Genre: Thriller, Political

A World Literary Cafe book

Anna is in love. It is 1977 and Nouri Samedi is alluring and wonderful, sharing her beliefs about society and her passion for change. She is delighted to marry him and move with him to Iran to finally become part of a family. Leaving her Chicago home and her father, she travels to Iran with her new husband to learn a new way of life and a new culture.

Anna and Nouri know that the nation is on the brink of revolution. But their fervent belief that the country is headed for a peaceful transition to parliamentary democracy prevents them from fearing the change. Unfortunately, their beliefs prove false. Will their relationship weather the violent changes to the country led by the Ayatollah Khomeini? Will they survive the new regime?

Bitter Veil was a fascinating look into culture, preconceptions, power, belief, and the chaos that comes from revolution. Anna transitions from idealistic college student to undeceived prisoner of war. Her understanding of the world transforms as she faces the things she didn’t understand before.

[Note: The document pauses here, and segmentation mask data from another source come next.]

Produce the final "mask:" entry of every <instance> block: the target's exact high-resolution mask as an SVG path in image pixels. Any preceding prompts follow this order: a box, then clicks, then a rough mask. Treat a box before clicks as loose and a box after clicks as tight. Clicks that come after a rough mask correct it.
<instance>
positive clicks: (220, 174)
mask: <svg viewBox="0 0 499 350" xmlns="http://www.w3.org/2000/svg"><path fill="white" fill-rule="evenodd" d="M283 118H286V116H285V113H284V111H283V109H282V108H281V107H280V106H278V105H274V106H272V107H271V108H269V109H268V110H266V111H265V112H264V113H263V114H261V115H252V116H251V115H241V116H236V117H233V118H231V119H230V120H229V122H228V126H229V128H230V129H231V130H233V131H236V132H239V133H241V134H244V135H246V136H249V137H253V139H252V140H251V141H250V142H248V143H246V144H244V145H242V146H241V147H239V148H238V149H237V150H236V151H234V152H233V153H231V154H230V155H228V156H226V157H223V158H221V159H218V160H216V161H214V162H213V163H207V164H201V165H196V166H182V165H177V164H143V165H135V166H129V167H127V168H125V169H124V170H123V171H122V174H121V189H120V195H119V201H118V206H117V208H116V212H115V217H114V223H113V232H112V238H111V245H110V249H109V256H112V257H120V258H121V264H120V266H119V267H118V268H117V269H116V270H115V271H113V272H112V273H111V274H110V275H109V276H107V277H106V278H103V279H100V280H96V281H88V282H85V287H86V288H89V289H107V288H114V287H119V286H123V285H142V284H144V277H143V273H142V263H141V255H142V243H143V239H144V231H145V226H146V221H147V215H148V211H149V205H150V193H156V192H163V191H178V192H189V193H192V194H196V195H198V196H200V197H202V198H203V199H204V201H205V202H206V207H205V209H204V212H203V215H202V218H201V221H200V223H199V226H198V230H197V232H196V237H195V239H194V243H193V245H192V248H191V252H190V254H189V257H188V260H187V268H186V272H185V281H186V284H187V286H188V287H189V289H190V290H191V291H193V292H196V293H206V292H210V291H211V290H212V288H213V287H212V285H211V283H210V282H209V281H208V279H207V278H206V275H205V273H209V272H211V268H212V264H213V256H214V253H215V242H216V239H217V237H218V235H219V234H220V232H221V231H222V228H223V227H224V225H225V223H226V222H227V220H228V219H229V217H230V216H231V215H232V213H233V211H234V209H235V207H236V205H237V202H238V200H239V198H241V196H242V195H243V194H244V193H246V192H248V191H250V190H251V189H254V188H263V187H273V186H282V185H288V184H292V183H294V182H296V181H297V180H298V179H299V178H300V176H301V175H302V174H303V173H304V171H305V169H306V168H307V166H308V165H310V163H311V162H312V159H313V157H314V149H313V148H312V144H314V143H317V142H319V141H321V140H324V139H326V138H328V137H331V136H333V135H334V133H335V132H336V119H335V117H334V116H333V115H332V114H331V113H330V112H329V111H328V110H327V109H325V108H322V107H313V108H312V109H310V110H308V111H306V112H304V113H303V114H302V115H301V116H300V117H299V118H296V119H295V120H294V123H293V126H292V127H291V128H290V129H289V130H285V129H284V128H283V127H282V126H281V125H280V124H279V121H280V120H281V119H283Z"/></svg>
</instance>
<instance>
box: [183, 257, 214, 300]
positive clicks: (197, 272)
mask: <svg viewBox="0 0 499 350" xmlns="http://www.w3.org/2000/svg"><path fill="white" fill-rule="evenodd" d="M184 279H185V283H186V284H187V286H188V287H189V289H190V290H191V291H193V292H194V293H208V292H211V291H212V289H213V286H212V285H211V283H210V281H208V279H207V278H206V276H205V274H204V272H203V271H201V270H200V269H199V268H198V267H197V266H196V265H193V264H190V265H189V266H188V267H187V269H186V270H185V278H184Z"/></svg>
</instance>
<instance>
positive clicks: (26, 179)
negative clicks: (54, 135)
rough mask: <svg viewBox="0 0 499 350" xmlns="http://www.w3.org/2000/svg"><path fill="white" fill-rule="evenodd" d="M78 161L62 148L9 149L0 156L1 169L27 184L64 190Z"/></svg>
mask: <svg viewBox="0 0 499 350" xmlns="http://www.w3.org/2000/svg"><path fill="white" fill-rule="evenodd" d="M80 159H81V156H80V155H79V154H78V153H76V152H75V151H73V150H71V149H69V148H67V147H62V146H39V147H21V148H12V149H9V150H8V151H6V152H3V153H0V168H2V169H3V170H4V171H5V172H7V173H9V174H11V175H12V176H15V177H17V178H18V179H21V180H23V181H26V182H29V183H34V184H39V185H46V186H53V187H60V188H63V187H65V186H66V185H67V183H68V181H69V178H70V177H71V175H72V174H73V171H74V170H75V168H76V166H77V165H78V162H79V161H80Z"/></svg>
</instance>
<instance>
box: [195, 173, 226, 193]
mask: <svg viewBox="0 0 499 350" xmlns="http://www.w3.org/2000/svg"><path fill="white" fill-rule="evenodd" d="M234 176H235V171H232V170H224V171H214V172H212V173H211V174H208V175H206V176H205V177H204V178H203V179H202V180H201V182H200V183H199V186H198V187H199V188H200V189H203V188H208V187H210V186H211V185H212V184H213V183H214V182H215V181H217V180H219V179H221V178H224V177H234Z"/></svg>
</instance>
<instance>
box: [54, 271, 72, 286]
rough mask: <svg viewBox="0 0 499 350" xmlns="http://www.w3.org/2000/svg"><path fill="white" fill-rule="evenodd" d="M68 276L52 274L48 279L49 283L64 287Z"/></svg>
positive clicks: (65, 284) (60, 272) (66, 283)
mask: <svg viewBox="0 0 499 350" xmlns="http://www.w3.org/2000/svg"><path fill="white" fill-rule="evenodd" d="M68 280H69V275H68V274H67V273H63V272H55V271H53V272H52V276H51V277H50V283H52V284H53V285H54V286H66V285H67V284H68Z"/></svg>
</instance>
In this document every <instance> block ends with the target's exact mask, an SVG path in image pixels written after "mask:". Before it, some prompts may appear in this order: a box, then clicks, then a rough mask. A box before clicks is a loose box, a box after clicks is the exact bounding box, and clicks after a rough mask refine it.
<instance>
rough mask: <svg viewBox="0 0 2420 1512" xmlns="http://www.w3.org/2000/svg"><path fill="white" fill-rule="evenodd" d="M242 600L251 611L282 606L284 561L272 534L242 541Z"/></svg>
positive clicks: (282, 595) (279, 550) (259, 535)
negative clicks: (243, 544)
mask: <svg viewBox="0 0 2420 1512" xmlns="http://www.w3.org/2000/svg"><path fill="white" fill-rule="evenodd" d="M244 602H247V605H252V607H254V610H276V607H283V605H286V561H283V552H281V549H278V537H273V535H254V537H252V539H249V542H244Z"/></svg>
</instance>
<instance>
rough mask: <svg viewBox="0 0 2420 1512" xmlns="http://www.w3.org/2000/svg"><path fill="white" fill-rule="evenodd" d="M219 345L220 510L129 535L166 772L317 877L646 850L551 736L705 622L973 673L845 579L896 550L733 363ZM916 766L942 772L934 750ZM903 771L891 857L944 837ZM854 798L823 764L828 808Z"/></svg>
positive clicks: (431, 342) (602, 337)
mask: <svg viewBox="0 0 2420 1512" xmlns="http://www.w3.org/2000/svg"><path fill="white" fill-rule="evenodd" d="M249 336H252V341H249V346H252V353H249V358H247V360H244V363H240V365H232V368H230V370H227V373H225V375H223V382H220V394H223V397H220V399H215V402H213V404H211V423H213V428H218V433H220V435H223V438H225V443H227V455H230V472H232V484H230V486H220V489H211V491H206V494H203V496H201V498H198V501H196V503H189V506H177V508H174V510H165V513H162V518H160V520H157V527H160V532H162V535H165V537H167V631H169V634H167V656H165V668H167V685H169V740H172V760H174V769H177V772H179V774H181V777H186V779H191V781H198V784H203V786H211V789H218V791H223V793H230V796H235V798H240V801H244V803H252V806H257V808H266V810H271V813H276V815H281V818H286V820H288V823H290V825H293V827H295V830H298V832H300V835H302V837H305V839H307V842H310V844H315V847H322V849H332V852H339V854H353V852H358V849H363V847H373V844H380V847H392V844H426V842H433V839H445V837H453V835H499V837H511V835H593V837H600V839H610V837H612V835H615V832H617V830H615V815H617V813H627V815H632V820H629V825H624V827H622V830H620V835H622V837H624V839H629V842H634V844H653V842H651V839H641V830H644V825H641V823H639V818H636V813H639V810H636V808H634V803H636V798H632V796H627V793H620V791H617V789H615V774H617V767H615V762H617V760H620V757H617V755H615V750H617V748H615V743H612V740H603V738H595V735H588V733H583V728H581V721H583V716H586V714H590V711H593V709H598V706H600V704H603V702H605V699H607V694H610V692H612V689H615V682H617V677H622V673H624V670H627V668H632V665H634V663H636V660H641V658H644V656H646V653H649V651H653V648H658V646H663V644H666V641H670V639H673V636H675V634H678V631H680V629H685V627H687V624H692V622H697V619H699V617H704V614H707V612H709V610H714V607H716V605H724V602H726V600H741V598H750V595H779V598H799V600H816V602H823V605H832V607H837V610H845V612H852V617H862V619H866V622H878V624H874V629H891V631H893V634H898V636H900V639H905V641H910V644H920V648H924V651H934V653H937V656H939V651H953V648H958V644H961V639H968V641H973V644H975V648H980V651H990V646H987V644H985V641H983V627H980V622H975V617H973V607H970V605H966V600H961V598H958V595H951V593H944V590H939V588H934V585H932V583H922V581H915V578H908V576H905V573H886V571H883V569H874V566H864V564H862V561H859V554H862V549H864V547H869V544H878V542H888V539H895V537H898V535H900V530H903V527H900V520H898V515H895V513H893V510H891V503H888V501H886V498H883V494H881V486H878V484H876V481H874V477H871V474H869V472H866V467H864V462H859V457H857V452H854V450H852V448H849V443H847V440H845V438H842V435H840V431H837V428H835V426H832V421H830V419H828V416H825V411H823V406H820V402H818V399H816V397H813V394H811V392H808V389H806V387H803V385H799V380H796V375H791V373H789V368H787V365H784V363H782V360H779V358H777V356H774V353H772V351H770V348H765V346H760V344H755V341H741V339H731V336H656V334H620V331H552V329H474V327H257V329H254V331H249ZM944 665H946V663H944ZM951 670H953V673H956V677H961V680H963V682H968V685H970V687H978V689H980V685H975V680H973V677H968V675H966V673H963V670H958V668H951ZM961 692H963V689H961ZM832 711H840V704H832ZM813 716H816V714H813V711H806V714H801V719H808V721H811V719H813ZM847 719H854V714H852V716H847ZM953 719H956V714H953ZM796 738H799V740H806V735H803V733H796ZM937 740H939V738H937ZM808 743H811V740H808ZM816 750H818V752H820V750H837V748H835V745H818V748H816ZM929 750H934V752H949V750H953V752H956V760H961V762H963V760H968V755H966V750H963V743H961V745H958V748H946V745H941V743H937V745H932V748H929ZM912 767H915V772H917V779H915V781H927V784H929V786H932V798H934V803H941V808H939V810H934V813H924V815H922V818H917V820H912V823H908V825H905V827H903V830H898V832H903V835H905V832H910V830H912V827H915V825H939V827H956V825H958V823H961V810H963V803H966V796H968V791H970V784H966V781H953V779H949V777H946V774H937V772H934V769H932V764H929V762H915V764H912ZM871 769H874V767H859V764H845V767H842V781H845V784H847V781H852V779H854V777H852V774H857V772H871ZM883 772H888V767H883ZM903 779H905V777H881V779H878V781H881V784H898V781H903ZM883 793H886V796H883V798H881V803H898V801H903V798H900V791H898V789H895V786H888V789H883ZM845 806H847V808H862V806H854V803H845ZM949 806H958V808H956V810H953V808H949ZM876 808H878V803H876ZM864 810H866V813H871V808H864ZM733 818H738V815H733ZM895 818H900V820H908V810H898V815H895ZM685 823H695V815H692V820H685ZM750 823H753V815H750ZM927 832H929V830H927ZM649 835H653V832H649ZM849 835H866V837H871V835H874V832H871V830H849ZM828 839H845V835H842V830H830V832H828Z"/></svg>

The aspects of mystery Libby wove into the story brought excitement and suspense to an already tense story. I loved the way she handled the reader’s gradual understanding of the truth to craft the mystery that trapped Anna in an Iranian prison.

I love books about other cultures, and I wasn’t disappointed in this one. Details about Iranian life and culture made the story sparkle. The subject also resonates with all of the current events that deal with that area of the world. I love to understand other points of view, and I appreciate the research and care taken with the subject.

Libby didn’t leave out the important gray areas of atrocity that make them real instead of just “good guys vs. bad guys” stories. The parallels to many other nations’ revolutions and dark periods were not forgotten. This work was an excellent contemplation on turbulent political times and what they do to families and individuals.